Man in the Moon
Copyright© 2021 by Yob
Chapter 2: Once a Turncoat
Arriving at New Hanover County Airport, the closest major airport to Wilmington, North Carolina, Olé and Doc with their assortment of companions boarded an Army chopper. Olé requisitioned the whirlybird during their flight from Wyoming. Olé overruled their instructions from the moon while suggesting timid obedience established a terrible precedent. They were to board a company tourist bus that would bring them to a port terminal. There they would be identified, issued boarding passes, and ferried by high-speed launch out to the ship. Olé nixed that dictated agenda in rebellious rejection and elected to fly in an armed military craft directly to the ship cruising up and down the Carolina coast barely three miles offshore. According to an edict issued to the world by the Man in the Moon, no longer was any nation allowed to claim more than three miles off their coasts as territorial waters. Fishing grounds are not an issue. Commercial wild-caught fishing is outlawed everywhere on earth. Whaling and dolphin hunting outlawed. A few purse seiners that decided to defy the edicts vanished with all hands. No fines or slaps on the wrist punishments. Obey or be eliminated!

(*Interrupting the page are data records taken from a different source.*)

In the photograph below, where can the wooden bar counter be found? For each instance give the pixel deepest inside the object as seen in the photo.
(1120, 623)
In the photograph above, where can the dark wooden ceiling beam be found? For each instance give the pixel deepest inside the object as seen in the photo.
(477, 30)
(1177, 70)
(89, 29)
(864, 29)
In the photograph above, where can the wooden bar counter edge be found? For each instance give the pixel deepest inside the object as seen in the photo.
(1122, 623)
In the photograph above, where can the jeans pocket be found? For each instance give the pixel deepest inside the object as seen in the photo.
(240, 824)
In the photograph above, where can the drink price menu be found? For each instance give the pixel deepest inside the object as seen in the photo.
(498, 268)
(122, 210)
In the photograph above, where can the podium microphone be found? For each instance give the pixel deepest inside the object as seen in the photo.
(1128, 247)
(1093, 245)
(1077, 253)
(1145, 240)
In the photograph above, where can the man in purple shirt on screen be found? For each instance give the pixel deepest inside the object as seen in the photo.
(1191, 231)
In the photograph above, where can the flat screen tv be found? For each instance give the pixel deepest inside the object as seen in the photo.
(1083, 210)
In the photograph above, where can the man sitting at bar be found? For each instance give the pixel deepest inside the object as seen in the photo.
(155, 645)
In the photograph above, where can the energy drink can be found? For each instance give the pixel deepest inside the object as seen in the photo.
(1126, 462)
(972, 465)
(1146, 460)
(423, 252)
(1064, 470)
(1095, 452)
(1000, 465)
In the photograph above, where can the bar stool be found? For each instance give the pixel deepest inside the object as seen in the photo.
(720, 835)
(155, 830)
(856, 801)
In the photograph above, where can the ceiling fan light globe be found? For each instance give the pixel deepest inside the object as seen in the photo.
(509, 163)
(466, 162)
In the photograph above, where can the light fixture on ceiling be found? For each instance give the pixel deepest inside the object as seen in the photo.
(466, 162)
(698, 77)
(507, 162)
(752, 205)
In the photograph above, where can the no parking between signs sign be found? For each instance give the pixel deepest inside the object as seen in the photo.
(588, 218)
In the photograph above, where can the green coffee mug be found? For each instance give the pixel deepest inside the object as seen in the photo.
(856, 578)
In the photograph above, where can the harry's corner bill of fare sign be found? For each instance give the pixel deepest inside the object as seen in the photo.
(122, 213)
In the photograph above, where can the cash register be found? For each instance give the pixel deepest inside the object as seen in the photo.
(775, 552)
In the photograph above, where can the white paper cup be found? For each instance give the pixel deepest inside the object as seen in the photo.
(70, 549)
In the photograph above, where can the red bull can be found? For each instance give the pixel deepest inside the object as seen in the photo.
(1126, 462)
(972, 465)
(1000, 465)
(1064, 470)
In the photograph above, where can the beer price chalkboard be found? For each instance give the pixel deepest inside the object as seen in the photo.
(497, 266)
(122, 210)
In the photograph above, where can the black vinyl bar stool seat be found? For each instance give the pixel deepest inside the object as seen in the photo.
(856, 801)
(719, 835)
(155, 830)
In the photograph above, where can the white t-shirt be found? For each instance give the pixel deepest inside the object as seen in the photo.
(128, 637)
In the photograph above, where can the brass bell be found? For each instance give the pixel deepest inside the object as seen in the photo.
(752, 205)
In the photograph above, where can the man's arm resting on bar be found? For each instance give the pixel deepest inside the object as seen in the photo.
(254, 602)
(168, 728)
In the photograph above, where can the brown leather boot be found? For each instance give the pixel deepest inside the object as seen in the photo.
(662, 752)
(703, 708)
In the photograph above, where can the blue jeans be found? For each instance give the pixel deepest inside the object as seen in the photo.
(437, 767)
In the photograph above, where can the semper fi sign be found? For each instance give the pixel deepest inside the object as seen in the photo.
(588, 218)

Olé knew he was taking a big risk with their lives. He had prior evidence the Man in the Moon was ruthless and stern regarding obedience. The chopper’s Army crew were grateful their aircraft and themselves were spared. The event was digitally recorded by an onboard camera when their passengers suddenly vanished. It occurred while still over land and several miles distant from the ship. They hurried back to base to report the generals and their staff are MIA.
The Army intended to keep this fiasco secret but the Man in the Moon had other ideas. He decided to make use of this act of disobedience and the consequence as an excellent object lesson for all Earthlings. He interrupted broadcasts to announce the abduction of the cabinet secretaries on all channels and frequencies. The President was annoyed. He’d called in favors and IOUs to have Olé and Doc confirmed by the Senate. All that political hay wasted for nothing! Worse yet, nobody he knows wants any of them again vacant cabinet positions. He is a one-man DIY executive branch. The only silver lining is all the invited officials from the other nations turned around and scurried back home. At least he needn’t worry about competing nations making back-room backstab deals on the moon.
Another thing annoying him, is where did the Empress’ palace’s staff disappear to? He ordered the Army to transport the hundreds of palace clones to Wilmington to turn over for shipment to the moon. When the guards arrived at the vacant palace, it was redundantly found vacant. He can’t imagine how to begin explaining his failure to deliver as promised. Should he resign now or eat a shotgun shell? No other attractive options exist. He refuses to be the President reduced to begging his pardon of that SOB in the moon!
Before resigning, he must get his house in order, first appoint a vice president to succeed him. He isn’t about to leave the highest office up for grabs, it would be a bloodbath! Whom should he approach?
An amusing thought made him giggle then guffaw. Pulling out the FBI dossier on the Man in the Moon, created when the FBI was around before the Empress existed, he checked the original nationality and place of birth. If you can’t beat them, join them.
The perfect candidate. The Man in the Moon, a natural-born citizen of the USA, will hopefully accept the nomination and succeed him as President. Why not? If he does, the moon will be American too!